The Foreign Exchange Market was established in 1971, when fixed currency exchanges were abolished. Currencies became valued at floating rates determined by supply and demand. The FOREX grew steadily throughout the 1970's, but beginning with the technological advances of the 80's, this market expanded from trading levels of $70 billion a day to the current level of $1.5 trillion.
The FOREX is made up of about 5,000 trading institutions such as international banks, central government banks such as the US Federal Reserve, commercial companies and brokers for all types of foreign currency. There is no centralized location of FOREX, and there are major trading centers located in New York, Tokyo, London, Hong Kong, Singapore, Paris, and Frankfurt. All trading is done by telephone or Internet. Businesses use the market to buy and sell their products in other countries, but most of the activity on the FOREX is from currency traders who use it to generate profits from small movements in the market.

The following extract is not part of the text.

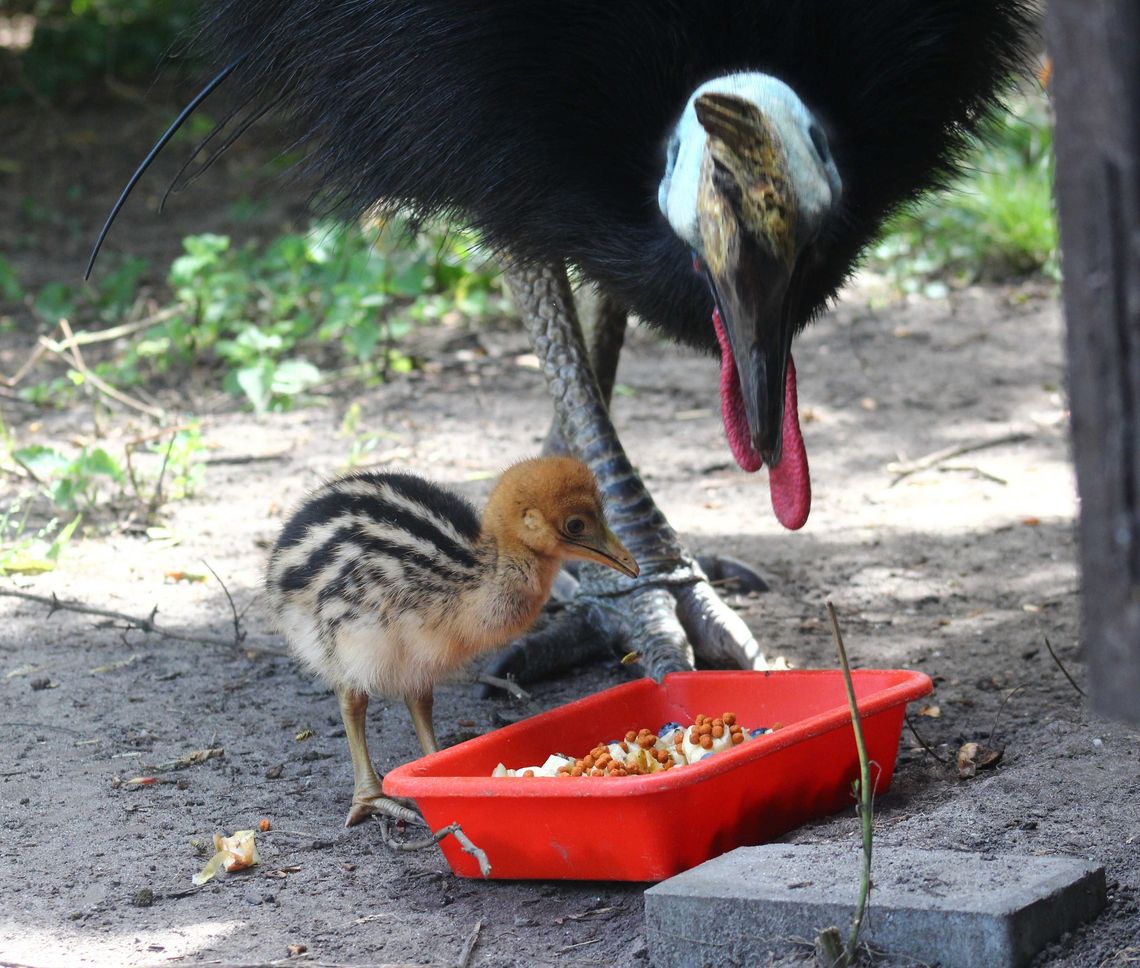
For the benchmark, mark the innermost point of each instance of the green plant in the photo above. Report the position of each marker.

Until recently, FOREX was reserved for the huge players. However now, due to the changes in regulations, it is accessible to the small investor. Previously, there was a minimum transaction size and traders were required to meet strict financial requirements. With the advent of Internet trading, regulations have been changed to allow large interbank units to be broken down into smaller lots. Each lot is worth about $100,000 and is accessible to the individual investor through leverage loans extended for trading. Typically, lots can be controlled with a leverage of 100:1 meaning that $1,000 will allow you to control a $100,000 currency exchange.
There are many advantages to Trading in FOREX, one of which is liquidity. Because of the size of the Foreign Exchange Market, investments are extremely liquid. International banks are continuously providing bid and ask offers and the high number of transactions each day ensures that there is always a buyer or a seller for any currency. Another advantage is accessibility. The market is open 24 hours a day, 5 days a week. It opens Monday morning Australian time and closes Friday afternoon New York time. Trades can be done on the Internet from your home or office. The FOREX is an open market, and currency fluctuations are most often caused by changes in national economies. News about these changes is accessible to everyone at the same time, which means that there can be no insider trading in FOREX. The final advantage in the Foreign Exchange Market, is the fact that there is no commission to be paid. Brokers earn money by setting a spread, which is the difference between what a currency can be bought at, and what it can be sold at.
Currencies are always traded in pairs such as, the US dollar against the Japanese yen, or the English pound against the euro. Every transaction involves selling one currency and buying another, so if an investor believes the euro will gain against the dollar, he will sell dollars and buy euro's. The potential for profit exists because there is always movement between currencies. Even small changes can result in substantial profits because of the large amount of money involved in each transaction. By the same token, it can be a relatively safe market for the individual investor. In addition, there are safeguards built in to protect both the broker and the investor, along with a number of software tools to minimize loss.
The FOREX is in my oppinion, the best all around investment vehicle out there. Granted other markets do have their advantages, but there is less risk in the Foreign Exchange Market, along with the potential for earning large returns more frequently.